CASE DESCRIPTION: The patient was a 35-year-old female with a history of
breast cancer (
estrogen receptor/
progesterone receptor negative,
human epidermal growth factor receptor 2/neu positive, status post-neoadjuvant
docetaxel/
carboplatin/
trastuzumab/
pertuzumab therapy, status post-bilateral
mastectomies), and prior right frontal
brain metastases (status post-resection,
capecitabine/
lapatinib/
temozolomide therapy, and cyberknife treatment). Patient was found to be pregnant at 9 weeks' gestation while on
chemotherapy; the patient elected to continue with the pregnancy and
chemotherapy was discontinued. At 14 weeks' gestation, she returned with recurrent right frontal disease. She was taken for a
craniotomy at 16 weeks' gestation, which confirmed
metastases. Six weeks later, patient returned with worsening
headaches and
fatigue, with more recurrent right frontal disease.
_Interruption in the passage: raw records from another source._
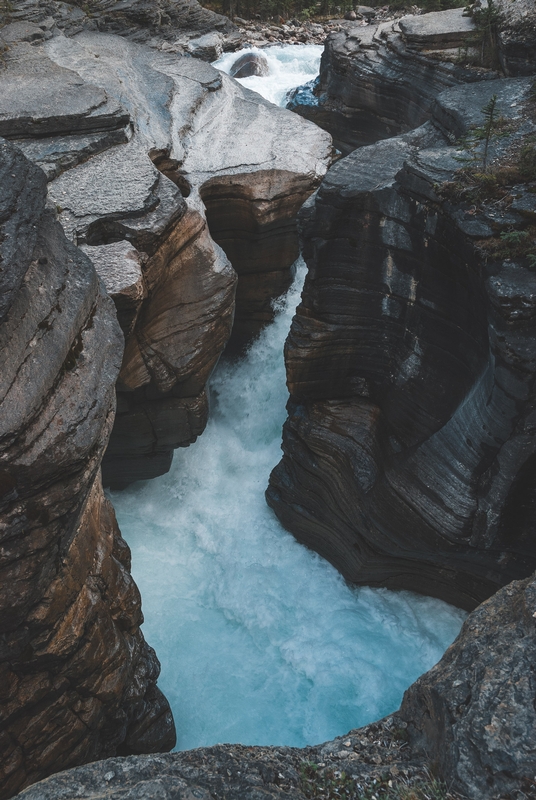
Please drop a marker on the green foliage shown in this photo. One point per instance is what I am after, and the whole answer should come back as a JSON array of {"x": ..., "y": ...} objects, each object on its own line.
[
  {"x": 514, "y": 238},
  {"x": 527, "y": 159},
  {"x": 518, "y": 245},
  {"x": 305, "y": 10},
  {"x": 329, "y": 784},
  {"x": 478, "y": 138},
  {"x": 486, "y": 20}
]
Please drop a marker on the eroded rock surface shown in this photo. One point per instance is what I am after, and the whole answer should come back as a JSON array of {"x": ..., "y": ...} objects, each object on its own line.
[
  {"x": 78, "y": 680},
  {"x": 471, "y": 719},
  {"x": 142, "y": 149},
  {"x": 150, "y": 21},
  {"x": 473, "y": 713},
  {"x": 381, "y": 80},
  {"x": 410, "y": 439}
]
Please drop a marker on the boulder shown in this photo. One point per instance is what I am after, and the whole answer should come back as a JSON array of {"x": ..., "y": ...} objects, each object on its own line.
[
  {"x": 79, "y": 681},
  {"x": 249, "y": 64},
  {"x": 208, "y": 47},
  {"x": 473, "y": 714},
  {"x": 470, "y": 719}
]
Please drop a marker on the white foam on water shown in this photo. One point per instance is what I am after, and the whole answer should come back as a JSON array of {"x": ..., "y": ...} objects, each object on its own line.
[
  {"x": 261, "y": 641},
  {"x": 289, "y": 66}
]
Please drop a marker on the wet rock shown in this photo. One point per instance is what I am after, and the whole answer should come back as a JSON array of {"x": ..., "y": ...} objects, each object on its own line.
[
  {"x": 381, "y": 80},
  {"x": 471, "y": 717},
  {"x": 249, "y": 64},
  {"x": 473, "y": 713},
  {"x": 79, "y": 681},
  {"x": 208, "y": 47},
  {"x": 409, "y": 440},
  {"x": 120, "y": 267}
]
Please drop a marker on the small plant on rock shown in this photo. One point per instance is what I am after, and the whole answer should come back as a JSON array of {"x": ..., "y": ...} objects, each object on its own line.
[{"x": 477, "y": 140}]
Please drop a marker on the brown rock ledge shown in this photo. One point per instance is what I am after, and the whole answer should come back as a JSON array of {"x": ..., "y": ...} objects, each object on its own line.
[{"x": 78, "y": 681}]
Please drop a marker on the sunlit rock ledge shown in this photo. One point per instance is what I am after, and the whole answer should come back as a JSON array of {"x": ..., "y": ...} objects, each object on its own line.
[{"x": 145, "y": 148}]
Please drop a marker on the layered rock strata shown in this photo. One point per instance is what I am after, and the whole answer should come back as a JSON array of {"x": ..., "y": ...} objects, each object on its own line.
[
  {"x": 471, "y": 719},
  {"x": 142, "y": 149},
  {"x": 409, "y": 447},
  {"x": 379, "y": 81},
  {"x": 78, "y": 681}
]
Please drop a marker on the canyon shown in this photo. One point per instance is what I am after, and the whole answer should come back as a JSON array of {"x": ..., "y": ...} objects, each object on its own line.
[{"x": 157, "y": 181}]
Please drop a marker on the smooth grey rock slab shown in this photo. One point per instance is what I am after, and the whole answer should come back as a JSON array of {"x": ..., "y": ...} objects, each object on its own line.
[
  {"x": 40, "y": 98},
  {"x": 438, "y": 29},
  {"x": 58, "y": 153},
  {"x": 119, "y": 266}
]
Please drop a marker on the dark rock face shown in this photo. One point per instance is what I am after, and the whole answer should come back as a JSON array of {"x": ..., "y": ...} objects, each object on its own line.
[
  {"x": 473, "y": 713},
  {"x": 410, "y": 363},
  {"x": 472, "y": 717},
  {"x": 78, "y": 679},
  {"x": 381, "y": 80},
  {"x": 249, "y": 64}
]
She was started on decadron and
chemotherapy (
5-fluorouracil,
adriamycin, and
cyclophosphamide). Serial magnetic resonance imaging (MRI) demonstrated enlarging right frontal lesions. She underwent a
craniotomy at 27 weeks' gestation, and
chemotherapy was discontinued promptly. Starting at 30 weeks' gestation, she received whole brain radiation for 2 weeks. Subsequently, she delivered a baby girl via
cesarean section at 32 weeks' gestation. At 6 weeks follow-up, an MRI brain demonstrated no new intracranial disease, with stable postoperative findings.
CONCLUSION: There is a lack of guidelines and clinical consensus on medical and surgical treatment for
breast cancer metastases in pregnant patients. Treatment usually varies based upon underlying
tumor burden, location, gestational age of the fetus, and patient's preference and symptomatology.